I'm 28 years old and my husband will be 33 is a couple of months. I'm currently attending school and will be graduating in May with my masters degree. I'm ready to have a baby now, but regardless of the fact that we both have good jobs and own a home, my husband doesn't think that we are finally ready to have a baby. I believe that no body is ever 100% financially ready to have a baby (unless you have millions of dollars in the bank). Also, I don't want to wait too long to have a baby, because you never know how long is going to take to get pregnant. How do I approach this situation? Any advice is welcome...
Re: Ready for a baby...husband not so much! Any advice???
Talk to H about his fears, worries, and concerns. Ask him about what he would like for you guys to achieve/do before you bring a baby into the picture. Make sure he knows that you want to have a conversation about it to better understand him, not that you are trying to talk him into it. Once you learn more about what he wants, try to create a plan together. Be flexible and make compromises on what that timeline will look like.
This approach has been what has helped us. We created a plan to save X amount before we TTC. That amount is based off of research I've done into how much having a baby will cost with our health insurance, how much I'll lose in income during the first couple of months, and how much we will need for baby supplies and nursery. We have a plan for accomplishing this financial goal by saving the cost of daycare every month for a year. That way it is like we are practicing what our finances will be like when we do have a baby. Finally, we are also are planning a big international vacation beforehand, because that is something that H (and I) really want.

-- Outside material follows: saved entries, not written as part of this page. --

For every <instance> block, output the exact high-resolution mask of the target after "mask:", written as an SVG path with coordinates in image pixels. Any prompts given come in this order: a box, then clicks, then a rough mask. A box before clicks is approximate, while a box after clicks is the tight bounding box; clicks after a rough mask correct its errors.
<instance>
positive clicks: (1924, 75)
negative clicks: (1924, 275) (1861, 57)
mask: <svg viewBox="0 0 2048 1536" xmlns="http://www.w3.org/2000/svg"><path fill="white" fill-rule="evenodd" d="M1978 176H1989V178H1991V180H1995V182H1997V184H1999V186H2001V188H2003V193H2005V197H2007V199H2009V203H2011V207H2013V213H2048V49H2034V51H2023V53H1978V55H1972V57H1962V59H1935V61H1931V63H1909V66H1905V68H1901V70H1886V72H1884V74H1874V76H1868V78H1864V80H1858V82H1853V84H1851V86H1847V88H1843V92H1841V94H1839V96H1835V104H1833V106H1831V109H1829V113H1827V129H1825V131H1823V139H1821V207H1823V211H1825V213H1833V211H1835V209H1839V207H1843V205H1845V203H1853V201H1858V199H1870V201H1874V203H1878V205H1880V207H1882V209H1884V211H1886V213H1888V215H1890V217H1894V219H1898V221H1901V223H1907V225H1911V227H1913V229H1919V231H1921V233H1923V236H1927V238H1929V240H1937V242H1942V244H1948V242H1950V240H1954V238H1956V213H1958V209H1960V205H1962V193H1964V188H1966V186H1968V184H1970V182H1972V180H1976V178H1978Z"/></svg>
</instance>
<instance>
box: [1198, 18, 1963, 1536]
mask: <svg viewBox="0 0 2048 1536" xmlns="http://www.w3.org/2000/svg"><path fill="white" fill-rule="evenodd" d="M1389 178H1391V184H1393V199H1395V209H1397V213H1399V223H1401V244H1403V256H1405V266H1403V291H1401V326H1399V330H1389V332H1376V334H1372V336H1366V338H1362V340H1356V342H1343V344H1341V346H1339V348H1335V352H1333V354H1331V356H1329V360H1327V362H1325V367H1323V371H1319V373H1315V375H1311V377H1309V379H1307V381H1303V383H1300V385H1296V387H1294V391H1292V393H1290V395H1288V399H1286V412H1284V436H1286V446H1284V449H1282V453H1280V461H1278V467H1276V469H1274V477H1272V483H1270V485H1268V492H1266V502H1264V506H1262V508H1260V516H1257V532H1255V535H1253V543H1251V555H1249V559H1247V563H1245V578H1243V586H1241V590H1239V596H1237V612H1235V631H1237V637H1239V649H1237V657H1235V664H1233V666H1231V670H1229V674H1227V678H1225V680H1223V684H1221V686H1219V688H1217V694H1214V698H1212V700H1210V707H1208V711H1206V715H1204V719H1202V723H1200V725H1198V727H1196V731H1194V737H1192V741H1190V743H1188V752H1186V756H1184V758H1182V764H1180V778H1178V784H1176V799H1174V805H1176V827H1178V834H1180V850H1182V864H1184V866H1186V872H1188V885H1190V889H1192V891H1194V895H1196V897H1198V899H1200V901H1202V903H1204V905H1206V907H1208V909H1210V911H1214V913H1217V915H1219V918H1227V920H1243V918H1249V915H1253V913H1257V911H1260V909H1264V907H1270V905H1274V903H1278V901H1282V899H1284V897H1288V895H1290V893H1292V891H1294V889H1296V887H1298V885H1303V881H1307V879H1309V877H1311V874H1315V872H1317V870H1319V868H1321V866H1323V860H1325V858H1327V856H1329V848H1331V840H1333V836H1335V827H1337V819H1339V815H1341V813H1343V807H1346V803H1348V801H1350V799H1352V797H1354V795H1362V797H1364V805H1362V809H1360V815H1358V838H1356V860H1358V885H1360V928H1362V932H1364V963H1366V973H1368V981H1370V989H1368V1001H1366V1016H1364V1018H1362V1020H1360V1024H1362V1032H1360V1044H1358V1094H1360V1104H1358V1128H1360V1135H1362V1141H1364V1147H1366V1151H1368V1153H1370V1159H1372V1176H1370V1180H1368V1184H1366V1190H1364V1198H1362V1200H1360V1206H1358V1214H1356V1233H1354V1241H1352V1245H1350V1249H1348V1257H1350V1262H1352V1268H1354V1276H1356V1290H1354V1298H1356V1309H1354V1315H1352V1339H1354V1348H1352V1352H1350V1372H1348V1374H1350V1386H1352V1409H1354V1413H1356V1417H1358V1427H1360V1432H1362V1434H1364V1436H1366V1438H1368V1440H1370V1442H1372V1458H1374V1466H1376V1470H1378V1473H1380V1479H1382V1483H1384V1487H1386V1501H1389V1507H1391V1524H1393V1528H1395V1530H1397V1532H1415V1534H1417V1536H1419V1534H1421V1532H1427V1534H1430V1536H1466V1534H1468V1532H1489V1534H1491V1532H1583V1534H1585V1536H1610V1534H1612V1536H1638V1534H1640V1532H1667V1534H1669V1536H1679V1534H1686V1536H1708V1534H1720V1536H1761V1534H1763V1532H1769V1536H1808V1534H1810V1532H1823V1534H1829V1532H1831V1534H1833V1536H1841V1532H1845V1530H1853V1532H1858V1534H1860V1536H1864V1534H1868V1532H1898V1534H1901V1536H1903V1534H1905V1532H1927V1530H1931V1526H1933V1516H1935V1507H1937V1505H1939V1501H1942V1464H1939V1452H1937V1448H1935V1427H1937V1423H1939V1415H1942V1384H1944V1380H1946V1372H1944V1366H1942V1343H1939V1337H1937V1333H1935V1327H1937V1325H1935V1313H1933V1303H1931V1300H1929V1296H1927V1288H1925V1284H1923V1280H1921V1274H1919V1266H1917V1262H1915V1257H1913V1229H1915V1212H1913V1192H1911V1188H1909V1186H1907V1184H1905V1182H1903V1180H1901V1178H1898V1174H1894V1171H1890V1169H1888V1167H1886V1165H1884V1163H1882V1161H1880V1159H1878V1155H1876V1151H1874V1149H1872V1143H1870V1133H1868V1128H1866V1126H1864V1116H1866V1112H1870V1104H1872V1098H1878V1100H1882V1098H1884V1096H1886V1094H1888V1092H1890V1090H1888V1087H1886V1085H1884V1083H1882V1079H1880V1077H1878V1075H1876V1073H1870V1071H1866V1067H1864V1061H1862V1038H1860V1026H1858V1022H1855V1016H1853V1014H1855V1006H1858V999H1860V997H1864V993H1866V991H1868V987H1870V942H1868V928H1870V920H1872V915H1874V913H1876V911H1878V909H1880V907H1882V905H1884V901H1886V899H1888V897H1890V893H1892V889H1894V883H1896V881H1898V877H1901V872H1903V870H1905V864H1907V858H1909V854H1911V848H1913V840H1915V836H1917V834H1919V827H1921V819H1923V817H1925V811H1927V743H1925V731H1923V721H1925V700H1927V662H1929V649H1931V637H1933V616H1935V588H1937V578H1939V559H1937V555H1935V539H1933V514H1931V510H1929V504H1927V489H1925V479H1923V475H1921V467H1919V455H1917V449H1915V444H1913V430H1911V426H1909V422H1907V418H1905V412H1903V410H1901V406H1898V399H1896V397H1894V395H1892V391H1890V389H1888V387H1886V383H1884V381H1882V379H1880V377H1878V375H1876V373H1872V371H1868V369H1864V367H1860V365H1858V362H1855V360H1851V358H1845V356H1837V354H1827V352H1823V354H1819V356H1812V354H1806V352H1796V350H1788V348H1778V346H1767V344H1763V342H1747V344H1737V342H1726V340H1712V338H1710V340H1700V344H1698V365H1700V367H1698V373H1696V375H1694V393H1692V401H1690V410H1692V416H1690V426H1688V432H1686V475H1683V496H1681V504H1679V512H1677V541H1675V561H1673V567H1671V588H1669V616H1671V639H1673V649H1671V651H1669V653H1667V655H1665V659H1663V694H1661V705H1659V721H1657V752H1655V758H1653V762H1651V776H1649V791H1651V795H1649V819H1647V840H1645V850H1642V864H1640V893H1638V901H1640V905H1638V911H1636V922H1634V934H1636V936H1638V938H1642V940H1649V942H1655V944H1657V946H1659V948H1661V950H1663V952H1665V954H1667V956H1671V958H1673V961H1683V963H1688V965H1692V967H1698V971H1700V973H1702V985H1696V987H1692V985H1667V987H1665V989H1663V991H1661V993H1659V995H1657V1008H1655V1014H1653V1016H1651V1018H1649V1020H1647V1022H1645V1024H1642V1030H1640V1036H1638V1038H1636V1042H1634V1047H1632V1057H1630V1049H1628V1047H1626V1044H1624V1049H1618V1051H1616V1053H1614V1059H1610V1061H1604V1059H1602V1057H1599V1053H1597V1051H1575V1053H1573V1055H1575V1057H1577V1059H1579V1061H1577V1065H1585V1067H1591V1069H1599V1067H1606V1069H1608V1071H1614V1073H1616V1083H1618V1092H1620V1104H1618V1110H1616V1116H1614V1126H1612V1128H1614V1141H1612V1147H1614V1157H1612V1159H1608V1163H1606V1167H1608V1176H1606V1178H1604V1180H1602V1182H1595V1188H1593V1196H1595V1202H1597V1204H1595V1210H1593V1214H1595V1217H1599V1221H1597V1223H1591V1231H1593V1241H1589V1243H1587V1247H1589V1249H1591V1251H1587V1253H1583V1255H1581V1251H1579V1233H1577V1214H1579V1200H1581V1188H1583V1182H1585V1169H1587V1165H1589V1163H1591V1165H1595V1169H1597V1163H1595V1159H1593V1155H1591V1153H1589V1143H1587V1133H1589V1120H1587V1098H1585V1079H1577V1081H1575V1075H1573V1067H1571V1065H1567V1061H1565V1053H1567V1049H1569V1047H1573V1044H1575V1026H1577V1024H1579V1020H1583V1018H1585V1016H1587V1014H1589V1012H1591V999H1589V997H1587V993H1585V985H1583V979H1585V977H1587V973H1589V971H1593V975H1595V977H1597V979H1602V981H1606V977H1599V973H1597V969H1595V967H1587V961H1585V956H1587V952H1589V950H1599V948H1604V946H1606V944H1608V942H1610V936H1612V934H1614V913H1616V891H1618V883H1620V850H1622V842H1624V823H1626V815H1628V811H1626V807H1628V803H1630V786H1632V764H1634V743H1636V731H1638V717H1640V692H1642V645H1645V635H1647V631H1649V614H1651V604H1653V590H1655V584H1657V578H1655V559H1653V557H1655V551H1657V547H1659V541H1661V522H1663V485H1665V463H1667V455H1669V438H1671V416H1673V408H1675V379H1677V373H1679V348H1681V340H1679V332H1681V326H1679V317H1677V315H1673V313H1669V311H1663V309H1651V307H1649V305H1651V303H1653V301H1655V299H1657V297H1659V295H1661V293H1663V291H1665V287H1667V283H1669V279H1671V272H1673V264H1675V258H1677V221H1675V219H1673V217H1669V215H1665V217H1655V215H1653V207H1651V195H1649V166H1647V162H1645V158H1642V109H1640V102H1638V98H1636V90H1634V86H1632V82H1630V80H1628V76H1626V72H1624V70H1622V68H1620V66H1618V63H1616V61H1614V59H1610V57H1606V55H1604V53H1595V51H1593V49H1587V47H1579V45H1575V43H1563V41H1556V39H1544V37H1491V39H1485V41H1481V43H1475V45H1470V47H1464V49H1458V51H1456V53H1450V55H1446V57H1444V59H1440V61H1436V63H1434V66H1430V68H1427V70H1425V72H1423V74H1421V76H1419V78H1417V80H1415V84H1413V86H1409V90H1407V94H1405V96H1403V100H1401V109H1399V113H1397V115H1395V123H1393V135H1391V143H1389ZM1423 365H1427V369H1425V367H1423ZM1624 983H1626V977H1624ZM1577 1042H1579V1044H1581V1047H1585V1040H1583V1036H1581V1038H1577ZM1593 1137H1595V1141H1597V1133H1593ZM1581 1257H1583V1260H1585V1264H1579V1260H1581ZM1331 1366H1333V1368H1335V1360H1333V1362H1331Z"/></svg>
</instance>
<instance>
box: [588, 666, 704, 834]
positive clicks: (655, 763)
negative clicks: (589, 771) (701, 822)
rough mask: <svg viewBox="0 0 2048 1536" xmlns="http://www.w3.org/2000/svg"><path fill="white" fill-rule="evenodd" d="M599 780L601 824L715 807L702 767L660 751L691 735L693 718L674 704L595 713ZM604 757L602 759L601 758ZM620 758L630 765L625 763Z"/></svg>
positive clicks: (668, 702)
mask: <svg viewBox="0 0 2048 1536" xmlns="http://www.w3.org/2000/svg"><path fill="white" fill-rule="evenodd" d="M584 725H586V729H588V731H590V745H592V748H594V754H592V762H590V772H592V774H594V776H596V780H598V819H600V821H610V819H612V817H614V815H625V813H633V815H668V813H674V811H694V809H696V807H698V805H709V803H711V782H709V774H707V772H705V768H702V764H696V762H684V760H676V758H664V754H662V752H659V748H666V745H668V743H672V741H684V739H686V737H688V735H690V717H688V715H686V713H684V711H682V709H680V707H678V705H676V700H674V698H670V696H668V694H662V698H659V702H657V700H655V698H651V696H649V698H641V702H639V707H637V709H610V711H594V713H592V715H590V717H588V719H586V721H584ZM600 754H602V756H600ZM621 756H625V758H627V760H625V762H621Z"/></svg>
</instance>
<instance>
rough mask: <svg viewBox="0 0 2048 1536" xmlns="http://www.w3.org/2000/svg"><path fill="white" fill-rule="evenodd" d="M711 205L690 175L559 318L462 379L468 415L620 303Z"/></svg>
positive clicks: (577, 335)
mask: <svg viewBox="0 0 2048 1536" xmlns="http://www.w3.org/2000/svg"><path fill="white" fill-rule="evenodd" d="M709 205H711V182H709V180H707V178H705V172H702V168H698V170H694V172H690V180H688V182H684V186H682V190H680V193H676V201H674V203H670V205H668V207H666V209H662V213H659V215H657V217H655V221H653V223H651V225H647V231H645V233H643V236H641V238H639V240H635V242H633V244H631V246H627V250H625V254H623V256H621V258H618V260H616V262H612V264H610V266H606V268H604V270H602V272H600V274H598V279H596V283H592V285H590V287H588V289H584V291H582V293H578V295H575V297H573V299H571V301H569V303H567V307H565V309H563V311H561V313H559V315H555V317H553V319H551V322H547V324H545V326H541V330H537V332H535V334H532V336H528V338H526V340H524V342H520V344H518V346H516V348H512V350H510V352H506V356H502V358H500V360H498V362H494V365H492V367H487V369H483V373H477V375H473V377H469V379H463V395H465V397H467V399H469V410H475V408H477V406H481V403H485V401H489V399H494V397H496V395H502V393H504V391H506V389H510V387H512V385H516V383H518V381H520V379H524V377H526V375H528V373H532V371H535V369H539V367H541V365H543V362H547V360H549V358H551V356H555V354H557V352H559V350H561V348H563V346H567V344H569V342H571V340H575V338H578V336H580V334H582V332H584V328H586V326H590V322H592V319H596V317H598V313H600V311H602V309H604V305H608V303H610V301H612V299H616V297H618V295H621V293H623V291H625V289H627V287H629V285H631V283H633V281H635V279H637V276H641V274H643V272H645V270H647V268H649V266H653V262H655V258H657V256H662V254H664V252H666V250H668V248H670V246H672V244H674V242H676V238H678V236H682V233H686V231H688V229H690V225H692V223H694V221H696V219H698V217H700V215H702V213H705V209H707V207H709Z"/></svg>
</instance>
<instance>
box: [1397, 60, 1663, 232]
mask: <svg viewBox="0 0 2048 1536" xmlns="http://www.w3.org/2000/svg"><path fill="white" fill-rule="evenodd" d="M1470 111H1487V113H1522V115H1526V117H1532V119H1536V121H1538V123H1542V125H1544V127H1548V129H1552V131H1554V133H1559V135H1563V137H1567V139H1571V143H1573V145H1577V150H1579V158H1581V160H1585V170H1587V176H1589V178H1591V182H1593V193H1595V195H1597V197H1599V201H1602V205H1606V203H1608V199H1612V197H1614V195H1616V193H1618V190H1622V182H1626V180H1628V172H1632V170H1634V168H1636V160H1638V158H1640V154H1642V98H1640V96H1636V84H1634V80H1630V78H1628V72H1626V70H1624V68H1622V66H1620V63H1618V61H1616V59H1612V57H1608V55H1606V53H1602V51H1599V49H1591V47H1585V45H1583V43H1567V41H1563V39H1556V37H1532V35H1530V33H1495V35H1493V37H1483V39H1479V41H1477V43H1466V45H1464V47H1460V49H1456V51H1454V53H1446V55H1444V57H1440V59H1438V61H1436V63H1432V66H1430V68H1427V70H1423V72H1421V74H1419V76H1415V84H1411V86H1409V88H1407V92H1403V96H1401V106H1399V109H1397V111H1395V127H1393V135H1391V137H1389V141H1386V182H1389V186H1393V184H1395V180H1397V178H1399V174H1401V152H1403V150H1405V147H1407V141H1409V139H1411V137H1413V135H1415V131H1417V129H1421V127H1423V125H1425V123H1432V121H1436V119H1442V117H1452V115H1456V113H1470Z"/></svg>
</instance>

I still want a baby right NOW and H could still probably be happy if we never had one, but I think our plan has brought us closer together in our baby expectations.
I'm in a similar boat though, so I know how tough this is. Part of me wants a baby RIGHTNOW and the other part knows that it would be much better for us to wait at least another year. DH wants a baby too, but he's much more logical and knows it wouldn't make sense financially, or for a few logistical reasons, right now.
Talk about your finances. This was a huge thing for H. I told him I wanted to sit down and really talk about it. I prepared a baby budget using our income now, health ins. information, suspected start up costs and the price of the ONLY daycare we have available. We went over it in depth. Decided it would be great for me to be a SAHM and that with a good e fund, cash saved for a new used car, and his debt paid off we could more than afford a baby.
He wasn't ready for a baby rightthatsecond but he was happy to begin the process of preparing. That was a year ago and we are 9 months from TTC and he was looking at strollers at target on his own today. It is an amazing feeling to know when the time comes I wont be dragging him into it.
Really talk to him about everything. Try and make a plan. If he isn't ready to make a plan bring it up again in a few months. Good Luck!
Love: March 2010 Marriage: July 2013 Debt Free: October 2014 TTC: April 2015
Oscar born November 20, 2016 at 35w6d
This response is not topic related. I just cannot stop giggling at this Gif. That is without a doubt, a dog being a master jerk.